All three game console makers have now abandoned X integration

Rebrand and Naming Confusion

  • Many readers initially thought “X” referred to Xbox or the X Window System, not the social network.
  • The rebrand from Twitter to X is widely seen as confusing, generic, and a waste of strong existing brand equity (“tweet,” bird logo, etc.).
  • People report still saying “Twitter” in conversation because “X” is too short, ambiguous, and hard to search for.
  • Some compare it unfavorably to other rebrands (Meta, Alphabet, HBO→Max), often ranking it among the worst.

Game Console Integrations and Social Sharing

  • Several users found console → Twitter sharing genuinely useful, especially for screenshots and clips.
  • Others argue game–social tie-ins were mostly spam (“achievement” posts), and that engagement features have moved inside games instead.
  • Given X’s API pricing, commenters see dropping integration as an obvious business decision with little lost user value.

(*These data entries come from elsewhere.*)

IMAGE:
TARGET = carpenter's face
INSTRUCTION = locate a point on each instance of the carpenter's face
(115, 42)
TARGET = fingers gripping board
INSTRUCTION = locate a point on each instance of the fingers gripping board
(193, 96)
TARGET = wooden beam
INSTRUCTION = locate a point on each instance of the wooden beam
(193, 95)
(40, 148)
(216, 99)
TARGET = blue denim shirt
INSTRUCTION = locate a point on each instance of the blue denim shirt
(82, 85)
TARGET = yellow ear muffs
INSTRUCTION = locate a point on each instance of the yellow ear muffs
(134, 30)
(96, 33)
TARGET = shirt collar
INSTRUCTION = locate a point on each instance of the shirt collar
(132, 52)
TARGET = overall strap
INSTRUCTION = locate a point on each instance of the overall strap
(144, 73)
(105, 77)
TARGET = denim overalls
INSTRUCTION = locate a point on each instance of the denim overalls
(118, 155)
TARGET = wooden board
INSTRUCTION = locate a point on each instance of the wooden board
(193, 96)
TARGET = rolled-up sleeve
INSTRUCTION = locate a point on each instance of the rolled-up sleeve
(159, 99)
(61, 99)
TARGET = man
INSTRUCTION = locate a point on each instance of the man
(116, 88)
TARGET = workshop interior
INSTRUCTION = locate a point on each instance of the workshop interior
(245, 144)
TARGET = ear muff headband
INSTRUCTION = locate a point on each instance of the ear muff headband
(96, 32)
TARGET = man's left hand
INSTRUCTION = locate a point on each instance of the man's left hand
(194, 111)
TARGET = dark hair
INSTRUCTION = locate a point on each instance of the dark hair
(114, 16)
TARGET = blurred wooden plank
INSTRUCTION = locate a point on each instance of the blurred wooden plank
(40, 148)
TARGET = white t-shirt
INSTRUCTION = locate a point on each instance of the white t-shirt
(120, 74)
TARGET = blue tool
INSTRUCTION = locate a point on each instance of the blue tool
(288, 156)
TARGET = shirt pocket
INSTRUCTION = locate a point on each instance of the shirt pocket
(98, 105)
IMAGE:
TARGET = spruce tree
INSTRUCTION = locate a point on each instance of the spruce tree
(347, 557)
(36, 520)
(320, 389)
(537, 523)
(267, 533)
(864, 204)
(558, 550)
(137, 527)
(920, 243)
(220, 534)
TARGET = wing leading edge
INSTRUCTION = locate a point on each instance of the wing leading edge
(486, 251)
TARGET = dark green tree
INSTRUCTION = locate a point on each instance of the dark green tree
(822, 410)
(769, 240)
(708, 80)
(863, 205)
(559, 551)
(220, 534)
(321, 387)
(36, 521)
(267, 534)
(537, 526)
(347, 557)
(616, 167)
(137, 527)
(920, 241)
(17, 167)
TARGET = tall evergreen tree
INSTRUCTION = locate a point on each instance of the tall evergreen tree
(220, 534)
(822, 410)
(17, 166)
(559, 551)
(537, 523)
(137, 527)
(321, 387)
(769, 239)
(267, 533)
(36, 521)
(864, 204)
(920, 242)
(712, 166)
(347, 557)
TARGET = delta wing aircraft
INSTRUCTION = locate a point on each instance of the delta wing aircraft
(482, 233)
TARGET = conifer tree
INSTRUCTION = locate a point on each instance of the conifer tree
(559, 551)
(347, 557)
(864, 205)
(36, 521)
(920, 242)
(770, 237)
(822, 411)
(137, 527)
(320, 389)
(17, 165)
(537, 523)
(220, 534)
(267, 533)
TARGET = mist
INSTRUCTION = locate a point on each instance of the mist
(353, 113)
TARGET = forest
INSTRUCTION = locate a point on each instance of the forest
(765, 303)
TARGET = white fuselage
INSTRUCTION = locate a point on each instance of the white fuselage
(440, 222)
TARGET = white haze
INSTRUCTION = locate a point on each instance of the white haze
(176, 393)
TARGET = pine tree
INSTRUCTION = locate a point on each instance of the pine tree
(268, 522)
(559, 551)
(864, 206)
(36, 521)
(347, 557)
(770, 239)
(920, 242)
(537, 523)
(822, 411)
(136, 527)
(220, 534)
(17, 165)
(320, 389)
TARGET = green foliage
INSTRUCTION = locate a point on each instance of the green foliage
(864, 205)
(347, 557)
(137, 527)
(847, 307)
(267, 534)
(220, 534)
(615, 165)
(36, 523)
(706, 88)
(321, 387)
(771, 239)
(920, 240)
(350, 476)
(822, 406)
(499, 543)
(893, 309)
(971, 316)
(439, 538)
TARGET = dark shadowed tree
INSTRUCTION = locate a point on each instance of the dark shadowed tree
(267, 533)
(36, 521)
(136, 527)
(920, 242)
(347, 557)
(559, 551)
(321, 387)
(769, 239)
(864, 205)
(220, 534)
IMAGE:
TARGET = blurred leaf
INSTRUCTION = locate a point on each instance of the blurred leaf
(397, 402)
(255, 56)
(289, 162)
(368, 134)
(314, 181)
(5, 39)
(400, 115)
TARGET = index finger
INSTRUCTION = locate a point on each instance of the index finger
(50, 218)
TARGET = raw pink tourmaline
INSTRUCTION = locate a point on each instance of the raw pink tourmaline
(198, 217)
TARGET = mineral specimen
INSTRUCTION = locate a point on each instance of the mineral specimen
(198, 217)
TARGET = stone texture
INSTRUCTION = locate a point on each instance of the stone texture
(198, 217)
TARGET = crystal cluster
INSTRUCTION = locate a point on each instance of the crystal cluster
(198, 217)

API Pricing and Platform Economics

  • Developers report extreme pricing jumps: from free or cheap tiers to tens of thousands per month, with huge gaps between plans.
  • Some companies were quoted hundreds of thousands per month even though they were sending content (and thus value) to X.
  • General sentiment: pricing seems designed to discourage API use and is detached from realistic business models.

User Experience and Access Friction

  • X is described as hostile to non-logged-in users: replies hidden, context missing, aggressive prompts to create accounts.
  • Some recount very difficult signup flows (repeated complex CAPTCHAs, missing verification emails, instant bans), and give up.
  • Despite this, users still see heavy bot and spam activity, suggesting anti-bot measures are ineffective or misdirected.

Perceptions of Platform Decline and Moderation

  • Many view X as a “cesspool” or “radioactive” compared to pre-acquisition Twitter, and are glad to see it shrink.
  • There is sharp disagreement over moderation:
    • One side says old Twitter “censored” certain political views and that X now does less steering.
    • Others argue old moderation mostly targeted hate speech and disinformation, while current X amplifies right‑wing narratives and selectively bans critics.

Broader Critiques of Leadership and Corporations

  • Multiple comments criticize the acquisition as a disastrous vanity project, with erratic decisions and public outbursts alienating users and advertisers.
  • There are long subthreads about billionaires, corporate behavior, OpenAI’s nonprofit origins, and how groups vs individuals make harmful decisions.
  • Some see mockery of the rebrand and platform as driven partly by politics; others say it’s primarily about behavior, not ideology.